Jhumair is popular folk dance of Jharkhand. It performed during harvest season and festivals. Musical Instruments used are Mandar, Dhol, Nagara, Dhak, Bansi Shehnai.

Mardani Jhumair

Mardani Jhumar is Nagpuri folk dance performed by men. Men wear ghungroo, hold sword and dance in the circle.

Janani Jhumair

Janani Jhumair is Nagpuri folk dance performed by women.The dance have feminine grace.

Domkach

Domkach is a folk dance performed in Jharkhand in marriage.

Fagua 
Fagua is a  folk dance performed by both men and women during festival of Fagua. The musical instruments used are Mandar, Dhol and Bansi.

Paiki

Paiki is a Nagpuri ceremonial martial dance. It is performed by men. Men wear ghungroo, dance holding sword and shield. Music instruments used are Nagara, Dhak, and Shehnai.

Chhau dance

Chhau dance is a semi-classical Indian dance with tribal and folk tradition, found in  district of Jharkhand.

Firkal dance

Firkal is a martial art folk-dance of Bhumij tribes.

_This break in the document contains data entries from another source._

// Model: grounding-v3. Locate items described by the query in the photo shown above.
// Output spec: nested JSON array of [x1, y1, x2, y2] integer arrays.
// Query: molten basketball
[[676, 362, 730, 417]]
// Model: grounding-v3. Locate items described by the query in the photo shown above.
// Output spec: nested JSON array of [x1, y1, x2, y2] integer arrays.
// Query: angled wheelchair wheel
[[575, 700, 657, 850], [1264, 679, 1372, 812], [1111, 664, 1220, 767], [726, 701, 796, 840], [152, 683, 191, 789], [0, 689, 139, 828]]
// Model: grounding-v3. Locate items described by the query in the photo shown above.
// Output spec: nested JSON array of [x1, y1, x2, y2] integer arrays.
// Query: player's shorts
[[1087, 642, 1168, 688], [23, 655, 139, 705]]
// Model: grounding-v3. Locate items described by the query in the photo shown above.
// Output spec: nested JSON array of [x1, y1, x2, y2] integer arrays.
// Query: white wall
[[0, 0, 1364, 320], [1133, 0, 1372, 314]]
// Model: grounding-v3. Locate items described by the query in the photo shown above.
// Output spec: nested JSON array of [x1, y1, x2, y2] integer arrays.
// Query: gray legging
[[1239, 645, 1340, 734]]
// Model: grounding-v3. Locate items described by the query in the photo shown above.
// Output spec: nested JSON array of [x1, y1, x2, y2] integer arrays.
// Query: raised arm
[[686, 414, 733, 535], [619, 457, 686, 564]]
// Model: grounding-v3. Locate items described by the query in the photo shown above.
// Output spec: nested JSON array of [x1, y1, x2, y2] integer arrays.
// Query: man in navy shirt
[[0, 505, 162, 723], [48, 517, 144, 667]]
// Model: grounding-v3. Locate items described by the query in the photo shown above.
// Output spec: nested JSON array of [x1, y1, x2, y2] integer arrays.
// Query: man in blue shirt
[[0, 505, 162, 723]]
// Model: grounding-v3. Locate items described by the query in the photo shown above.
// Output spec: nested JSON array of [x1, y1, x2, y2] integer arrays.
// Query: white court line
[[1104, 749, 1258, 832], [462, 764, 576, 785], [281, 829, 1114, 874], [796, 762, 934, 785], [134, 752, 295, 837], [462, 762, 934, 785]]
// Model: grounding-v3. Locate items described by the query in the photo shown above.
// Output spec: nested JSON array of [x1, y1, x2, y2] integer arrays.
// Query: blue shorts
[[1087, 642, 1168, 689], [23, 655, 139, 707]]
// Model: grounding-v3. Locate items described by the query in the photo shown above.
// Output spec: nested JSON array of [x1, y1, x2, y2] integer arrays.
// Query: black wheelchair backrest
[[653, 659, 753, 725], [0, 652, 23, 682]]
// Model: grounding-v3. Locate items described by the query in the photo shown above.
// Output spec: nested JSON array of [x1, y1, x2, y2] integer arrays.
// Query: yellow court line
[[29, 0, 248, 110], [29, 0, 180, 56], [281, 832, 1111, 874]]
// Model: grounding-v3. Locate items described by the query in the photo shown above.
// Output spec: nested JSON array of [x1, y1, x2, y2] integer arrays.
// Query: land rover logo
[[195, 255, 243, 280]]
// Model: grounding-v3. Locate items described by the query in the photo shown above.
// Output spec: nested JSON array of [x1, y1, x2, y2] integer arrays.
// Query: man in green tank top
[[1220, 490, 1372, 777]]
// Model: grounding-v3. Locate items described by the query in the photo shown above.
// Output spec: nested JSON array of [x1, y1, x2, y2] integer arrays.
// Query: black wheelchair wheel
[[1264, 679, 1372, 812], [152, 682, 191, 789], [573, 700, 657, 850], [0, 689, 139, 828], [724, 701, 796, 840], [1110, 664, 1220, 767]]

The main instruments of Firkal are swords, arrows, bows and shields. It can be found in Potka block in East Singhbhum district of Jharkhand.

Mundari dance
Munda tribe have its own dance which performed during harvest season and festival accompanied by musical Instrument Madal, Nagara and Bansi. Munda refer to their dance and song as durang and Susun respectively Mundari folk dance are Jadur and Jena.

Santali dance 
Santal tribe have its own unique dance. They performed it during harvest season and festival accompanied by instruments such as Madal and Nagara.

Kurukh dance
Kurukh tribe
perform folk dances during different occasions such as harvesting, festival, marriage etc. In kurukh language dance is called "Dandi". Some folk dance of Kurukh tribe are Jagra Matha, Jadur, Karam dandi,  khaddi and dudhiya etc.

Ranga is also folk dance of Jharkhand.